Prime-time flying slots may be auctioned
The vacant slots, which have been allotted but are not being used by airlines, would be auctioned on an experiment.
New Delhi: Prime-time flying slots, allotted to airlines to operate their flights to or from an airport, would soon be auctioned on an experimental basis to begin with, official sources said on Wednesday. The peak-hour vacant slots, which have been allotted but are not being used by airlines, would be auctioned "on an experimental basis", according to a proposal of the Civil Aviation Ministry.
The airlines wanting prime-time departure and arrival slots would have to bid for their preferred choices if the experimentation was successful, the sources said. As per the current practice, an airline has to file its flight schedule with the Directorate General of Civil Aviation which allocates them in consultation with airport operators in line with the World Slot Guidelines of the global airlines' body International Air Travel Association (IATA).
An airport slot is defined by IATA as a permission given by a coordinator for a planned flight operation to use the full range of airport infrastructure necessary to arrive or depart at an airport on a specific date and time. The auction move has been adopted following complaints of partiality by some airlines, especially at busy airports like the ones in Delhi, Mumbai, Kolkata and Chennai, with all carriers clamouring for prime-time slots at these airports.
A new computerised system of slot allotment would be introduced at airports to take over the job that is currently handled by DGCA and airport operators, the sources said. To begin with, prime time slots, which have been allocated to an airline but are not being used by it due to capacity constraint or other reasons, would be the first to be auctioned, the sources said.
These slots would be identified at those airports where the capacity is constrained due to lack of sufficient infrastructure, they said, adding that some airlines might lose their unused prime slots if auction is implemented.
Recently, DGCA had found that certain airlines were neither utilising their alloted slots, nor were they ready to surrender them, prompting the regulator to take steps to re- allocate unused slots. The official sources, however, clarified that the auction route was not aimed at generating additional income for the government or airport operators but to ensure efficient use of airport infrastructure in a transparent and equitable manner.
Industry sources said that the auction system was introduced in the United States but later rescinded after the courts ruled against the move following complaints by airlines. Since then, the US and the European Union have been studying slot allocation to make modifications in them.

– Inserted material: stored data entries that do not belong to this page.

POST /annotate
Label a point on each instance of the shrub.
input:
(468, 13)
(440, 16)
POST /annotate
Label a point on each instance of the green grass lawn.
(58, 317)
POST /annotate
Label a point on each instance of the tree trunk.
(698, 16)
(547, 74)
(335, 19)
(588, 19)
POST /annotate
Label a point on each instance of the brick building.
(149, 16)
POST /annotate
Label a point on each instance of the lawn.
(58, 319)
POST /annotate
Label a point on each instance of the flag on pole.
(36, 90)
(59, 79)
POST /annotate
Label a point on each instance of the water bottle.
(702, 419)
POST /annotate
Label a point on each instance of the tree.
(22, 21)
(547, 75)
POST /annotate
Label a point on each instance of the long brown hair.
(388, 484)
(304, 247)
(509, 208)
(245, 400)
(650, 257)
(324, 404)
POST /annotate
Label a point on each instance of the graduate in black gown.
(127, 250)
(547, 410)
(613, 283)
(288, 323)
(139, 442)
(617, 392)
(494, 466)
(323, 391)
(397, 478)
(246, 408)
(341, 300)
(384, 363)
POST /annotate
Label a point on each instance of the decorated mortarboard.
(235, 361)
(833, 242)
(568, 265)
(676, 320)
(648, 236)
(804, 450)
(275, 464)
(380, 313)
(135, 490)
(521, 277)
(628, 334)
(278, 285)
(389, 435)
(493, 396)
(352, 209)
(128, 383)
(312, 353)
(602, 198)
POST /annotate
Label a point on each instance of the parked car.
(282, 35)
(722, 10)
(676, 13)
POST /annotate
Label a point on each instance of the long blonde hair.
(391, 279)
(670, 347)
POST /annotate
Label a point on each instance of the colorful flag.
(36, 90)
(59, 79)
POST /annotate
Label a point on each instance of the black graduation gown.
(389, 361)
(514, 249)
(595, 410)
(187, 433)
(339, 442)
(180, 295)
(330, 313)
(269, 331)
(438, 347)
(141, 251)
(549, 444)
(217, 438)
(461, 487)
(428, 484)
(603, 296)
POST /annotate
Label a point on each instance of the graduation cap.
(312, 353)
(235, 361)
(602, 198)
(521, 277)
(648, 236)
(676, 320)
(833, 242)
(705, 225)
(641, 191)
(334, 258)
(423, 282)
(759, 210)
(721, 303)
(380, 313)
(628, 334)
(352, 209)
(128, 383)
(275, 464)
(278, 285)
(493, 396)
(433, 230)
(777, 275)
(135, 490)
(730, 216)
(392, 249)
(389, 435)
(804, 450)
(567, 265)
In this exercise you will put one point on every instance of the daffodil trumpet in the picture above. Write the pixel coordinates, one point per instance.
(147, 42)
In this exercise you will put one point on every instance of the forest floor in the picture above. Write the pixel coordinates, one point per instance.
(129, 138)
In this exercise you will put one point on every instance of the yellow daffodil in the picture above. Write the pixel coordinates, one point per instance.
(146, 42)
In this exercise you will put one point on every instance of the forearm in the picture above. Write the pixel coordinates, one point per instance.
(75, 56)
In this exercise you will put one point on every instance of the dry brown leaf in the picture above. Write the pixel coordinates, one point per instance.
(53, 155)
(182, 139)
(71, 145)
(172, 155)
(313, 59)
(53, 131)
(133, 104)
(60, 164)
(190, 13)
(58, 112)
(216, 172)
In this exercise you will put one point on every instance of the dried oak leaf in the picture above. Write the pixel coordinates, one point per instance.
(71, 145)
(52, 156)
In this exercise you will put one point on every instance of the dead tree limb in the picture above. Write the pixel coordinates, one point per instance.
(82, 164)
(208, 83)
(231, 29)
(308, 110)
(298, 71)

In 2008 under the Bush Administration, US regulator Federal Aviation Administration initiated a proposal to auction 10 per cent of the slots at New York's three major airports (JFK, LaGuardia and Newark). These proposals were met with criticism from airlines and IATA as well as legal challenges from the US Air Transport Association and the Port Authority of New York and New Jersey (the airports operator). In May 2009, the Obama Administration rescinded the plans for slot auctions after the US Court of Appeals stayed the proposal.
The industry sources also asked as to where the money raised from slot auctions would go and suggested that the best solution would be to put in place more and advanced infrastructure to meet the industry needs and free up airspace wherever appropriate.
They said airlines the world over do not generally favour a slot management system. "In an ideal world, airlines would be able to fly where they wanted, when they wanted. But this is not the ideal world," they said quoting IATA studies.
In many cases, securing prime slots was only half the battle. Gate access and terminal facilities have to be negotiated separately with the airport owner, which leads to "added complexity and, therefore, "higher costs," the sources said.